Originally based on a model begun in Mesa, Ariz., and further developed by Caltech and the Pasadena Unified School District 13 years ago, VIPS makes science something students do and experiences opposed to simply learning through books.
For example, sixth -grade students study the concept of variables by conducting experiments with plants. Studying the effects of light, heat, water and fertilizer on plant growth, students not only learn about plant life but about how variables function.
Subjects are broken down into four eight-to-ten week units at each grade level. Each unit comes with its own kit filled with hands-on exercises and experiments designed to guide students through the subject matter. The kits, which are rotated among the classes at the different schools, include periodic testing to make sure students are ready to move on to the next unit.
The master's program will "help teachers doing the kits to learn more about the science behind the kits," said Garrison, adding science is not traditionally a major part of undergraduate training for teachers.
VIPS began at the El Centro (elementary) School District three years ago and has since gone countrywide thanks to $3.3 million grant from the National Science Foundation.
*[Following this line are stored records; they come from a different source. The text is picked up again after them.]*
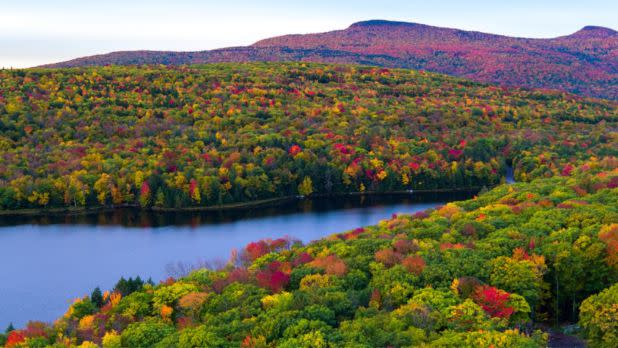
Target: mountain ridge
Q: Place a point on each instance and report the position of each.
(584, 62)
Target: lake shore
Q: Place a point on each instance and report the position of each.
(223, 207)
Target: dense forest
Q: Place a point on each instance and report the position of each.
(476, 273)
(203, 136)
(493, 271)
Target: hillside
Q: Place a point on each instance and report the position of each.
(479, 273)
(585, 62)
(204, 136)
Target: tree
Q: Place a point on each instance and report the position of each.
(97, 297)
(598, 315)
(306, 187)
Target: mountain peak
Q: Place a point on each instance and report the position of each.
(382, 23)
(595, 31)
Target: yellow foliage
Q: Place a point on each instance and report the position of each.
(315, 281)
(166, 312)
(449, 210)
(86, 322)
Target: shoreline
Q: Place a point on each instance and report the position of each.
(75, 211)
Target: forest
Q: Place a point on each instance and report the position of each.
(477, 273)
(497, 270)
(161, 137)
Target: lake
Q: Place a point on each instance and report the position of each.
(48, 261)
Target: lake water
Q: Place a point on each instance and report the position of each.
(46, 262)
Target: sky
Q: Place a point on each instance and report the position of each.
(34, 32)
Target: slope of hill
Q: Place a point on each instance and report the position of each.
(478, 273)
(585, 62)
(174, 137)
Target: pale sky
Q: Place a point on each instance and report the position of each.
(34, 32)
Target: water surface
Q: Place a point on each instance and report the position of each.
(48, 261)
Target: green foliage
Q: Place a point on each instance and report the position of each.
(174, 137)
(466, 274)
(599, 317)
(145, 334)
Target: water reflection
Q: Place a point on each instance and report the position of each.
(49, 260)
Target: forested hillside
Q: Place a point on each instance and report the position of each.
(584, 62)
(203, 136)
(477, 273)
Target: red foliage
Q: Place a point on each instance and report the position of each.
(294, 150)
(414, 264)
(331, 264)
(388, 257)
(493, 301)
(192, 187)
(566, 171)
(274, 280)
(254, 250)
(35, 329)
(145, 189)
(455, 153)
(302, 259)
(405, 246)
(353, 234)
(15, 337)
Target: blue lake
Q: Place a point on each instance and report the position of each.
(47, 262)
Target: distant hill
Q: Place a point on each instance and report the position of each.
(585, 62)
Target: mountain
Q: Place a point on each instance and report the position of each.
(585, 62)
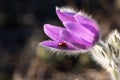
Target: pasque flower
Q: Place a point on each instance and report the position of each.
(81, 32)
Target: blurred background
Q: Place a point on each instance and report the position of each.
(21, 30)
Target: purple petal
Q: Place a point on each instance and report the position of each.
(81, 31)
(65, 16)
(78, 42)
(52, 31)
(87, 22)
(54, 44)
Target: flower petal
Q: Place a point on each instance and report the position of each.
(81, 31)
(91, 24)
(78, 42)
(65, 16)
(52, 31)
(54, 44)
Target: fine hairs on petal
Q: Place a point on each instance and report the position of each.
(85, 14)
(114, 39)
(64, 52)
(66, 9)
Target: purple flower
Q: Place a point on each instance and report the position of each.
(81, 32)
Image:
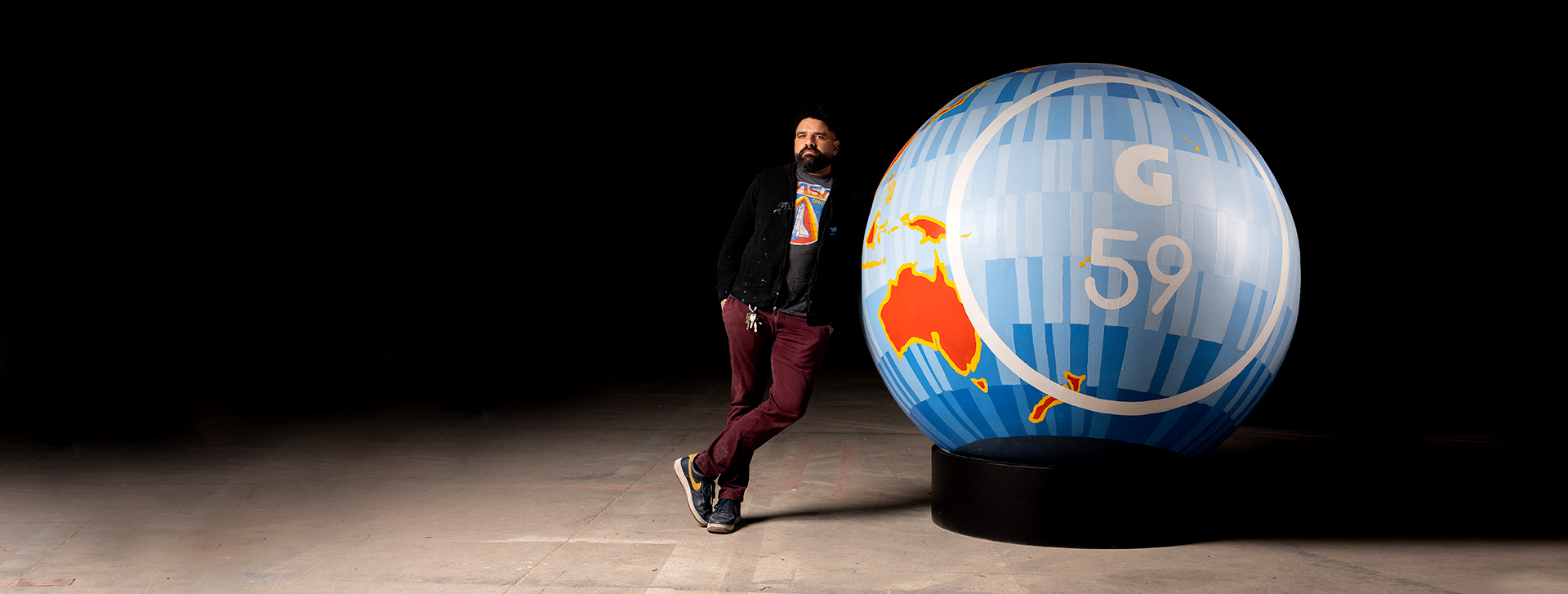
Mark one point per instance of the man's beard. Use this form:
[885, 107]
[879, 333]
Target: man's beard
[811, 162]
The program has garnered national and international attention for its work in teacher training and developing VIPS methodology.
ECSD Superintendent Michael Klentschy, a driving force behind VIPS, called the creation of the master's program an important step in developing a self-sustaining leadership pool of VIPS teachers.
"That's the key ingredient in any reform effort," he said.
The master's program is not the first partnership between VIPS and SDSU/IV. This was the first year of classes for students studying to become teachers in the VIPS approach to teaching science, and next school year will see the entrance of that first generation of intensively trained teachers into Imperial Valley classrooms.
"The SDSU teacher education program is on the cutting edge by providing a focused approach to teacher leadership in this community," Klentschy said.
The grant money, administered by the California Post Secondary Education Commission, will help defray the cost of professors over the summer, reduce the cost of tuition for summer classes, build SDSU science resources and fund summer retreats for teachers to such places as the Wild Animal Park in San Diego, where teachers will study zoology.